Another automated recording, the tamales Oaxaquenos sellers pedal through Mexico City’s streets starting at dusk and long into the night selling warm Oaxacan tamales wrapped in sweating banana leaves and hot atole from giant Gatorade coolers. Mostly young men, the tamal guys always seem a little lonely to me as they pedal through the streets to this nasal theme song.

And we can’t forget how much Chilangos love honking their car horns.

This is the worst one. A city of more than 20 million people means way too many cars for one place, and with a traffic system worse than any Hot Wheels track I built as a kid, people have no idea what else to do besides honk. All. The. Time. And always for longer than just a few seconds. They also just love mimicking a honk when someone else does it.

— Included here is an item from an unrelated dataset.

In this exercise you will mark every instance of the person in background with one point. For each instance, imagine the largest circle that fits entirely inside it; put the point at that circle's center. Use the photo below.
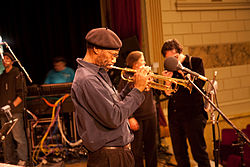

Beyond those sounds, Mexico City is also characterized by the constant hum of music — the cumbias that thump from taxis, the street performers strumming acoustic covers of 1970s rock and the mariachis roaming the streets, looking for the next table of sentimental drunks to serenade. It can cause conflict — after all, not every person wants to hear the reggaeton hit “Despacito” played on repeat at the store beneath their apartment.

Chilangos are sometimes said to sing their Spanish.

Unlike in the Caribbean, where Spanish is spoken in rapid fire and the ends of phrases are sometimes skipped altogether, words here are lovingly drawn out, the vowels accentuated, each sentence teeming with life.

The city sings too. Unless you’re in a rotten mood, in which case it sometimes seems to scream.